Dal 15 marzo al Teatro Eliseo di Roma Silvio Orlando interpreta Michele Cozzolino in ‘Se non ci sono altre domande’. Prima opera teatrale di Paolo Virzì, racconta la storia di un uomo qualunque che improvvisamente si ritrova protagonista di un talk show televisivo sulla sua vita, davanti ad una platea che gli chiede conto di pensieri, azioni, segreti, amori, errori e meschinità. “È un’opera che nasce da un malessere, quello del mondo teatrale e dello spettacolo, che chi governa – spiega Orlando a ‘L’Espresso’ – non ha saputo intercettare, creando una breccia per entrare in un ambiente che sente ostile”.

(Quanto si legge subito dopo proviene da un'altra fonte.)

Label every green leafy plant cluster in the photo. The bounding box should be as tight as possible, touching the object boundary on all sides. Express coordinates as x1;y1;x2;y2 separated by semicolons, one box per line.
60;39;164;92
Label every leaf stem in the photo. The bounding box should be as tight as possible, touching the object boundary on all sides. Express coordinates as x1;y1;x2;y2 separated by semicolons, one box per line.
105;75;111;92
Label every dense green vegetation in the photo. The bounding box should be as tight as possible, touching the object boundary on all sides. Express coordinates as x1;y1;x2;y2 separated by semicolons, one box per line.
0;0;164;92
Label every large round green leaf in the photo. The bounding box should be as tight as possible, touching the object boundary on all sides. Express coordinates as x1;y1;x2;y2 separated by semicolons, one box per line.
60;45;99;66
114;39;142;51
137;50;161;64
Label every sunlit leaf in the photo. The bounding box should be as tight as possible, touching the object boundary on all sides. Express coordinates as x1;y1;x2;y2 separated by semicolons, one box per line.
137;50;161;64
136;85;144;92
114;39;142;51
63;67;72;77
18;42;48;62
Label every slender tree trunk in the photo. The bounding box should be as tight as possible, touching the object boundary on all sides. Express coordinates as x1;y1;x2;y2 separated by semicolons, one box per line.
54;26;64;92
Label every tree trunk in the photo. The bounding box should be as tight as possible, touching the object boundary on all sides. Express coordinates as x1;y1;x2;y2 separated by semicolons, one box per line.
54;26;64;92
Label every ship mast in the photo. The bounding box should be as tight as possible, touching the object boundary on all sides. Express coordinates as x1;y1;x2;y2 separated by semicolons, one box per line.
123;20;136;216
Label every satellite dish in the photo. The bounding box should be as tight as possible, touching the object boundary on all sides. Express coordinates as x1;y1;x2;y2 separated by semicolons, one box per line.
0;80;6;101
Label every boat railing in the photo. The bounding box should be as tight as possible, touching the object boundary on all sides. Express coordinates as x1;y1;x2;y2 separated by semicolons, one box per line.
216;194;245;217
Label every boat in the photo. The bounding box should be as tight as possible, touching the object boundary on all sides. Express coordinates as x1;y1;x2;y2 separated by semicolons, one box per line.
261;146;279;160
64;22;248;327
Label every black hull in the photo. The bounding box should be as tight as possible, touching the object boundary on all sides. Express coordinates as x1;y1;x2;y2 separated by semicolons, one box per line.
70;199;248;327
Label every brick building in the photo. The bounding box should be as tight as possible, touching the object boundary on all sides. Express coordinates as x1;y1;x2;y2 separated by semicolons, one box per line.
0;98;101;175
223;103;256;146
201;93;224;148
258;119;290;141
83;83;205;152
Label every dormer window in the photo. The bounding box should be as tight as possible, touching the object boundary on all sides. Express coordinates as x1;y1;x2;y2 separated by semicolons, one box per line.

Per l’attore “il teatro italiano è pensato per l’insuccesso, mentre dovrebbe tenere aperte le finestre a qualcosa di più nuovo, aggressivo e creativo”. “Vive in una sorta di protezionismo che è depressivo per le proposte. Si regge sulle tournée e su una rete di protezione di abbonati, così tra uno spettacolo di gran successo e uno scarso c’è poca differenza: stessi teatri, piazze, facce, incassi. Tutto ciò è avvilente per chi fa questo mestiere in modo intellettualmente corretto, cioè per un pubblico – prosegue – almeno consapevole di cosa vede. Si perde l’illusione di essere scelti. Come quei cantanti da matrimoni napoletani che a ogni portata devono intonare un pezzo di sottofondo, sognando il giorno in cui il pubblico vorrà solo loro e non i gamberoni”.

“Se il governo avesse creato strumenti per attivare situazioni più dinamiche e vitali, come questa, sarebbe riuscito per la prima volta nella storia della destra italiana ad avere un ascolto, invece di andare avanti a colpi di tagli punitivi – continua Orlando – vendette tribali su una categoria dalla quale non si sente stimato e appoggiato”. Sostiene che “il rapporto con la politica dovrebbe essere ribaltato”. “Nel mondo dello spettacolo si sviluppano le idee e si crea il consenso. Dovrebbero essere i politici a inseguire gli artisti e non viceversa. Bruttissimo segno quando siamo noi a dover andare col cappello in mano”.

Ma “più che l’arroganza di chi ci governa”, Orlando è dispiaciuto per “l’incapacità di ideare forme di lotta più efficaci”. “Tutto finisce nel momento in cui ognuno di noi va poi a contrattazione individuale col potente di turno. Ci solleviamo solo per la paura di scomparire. Non abbiamo saputo farci rispettare fino in fondo”.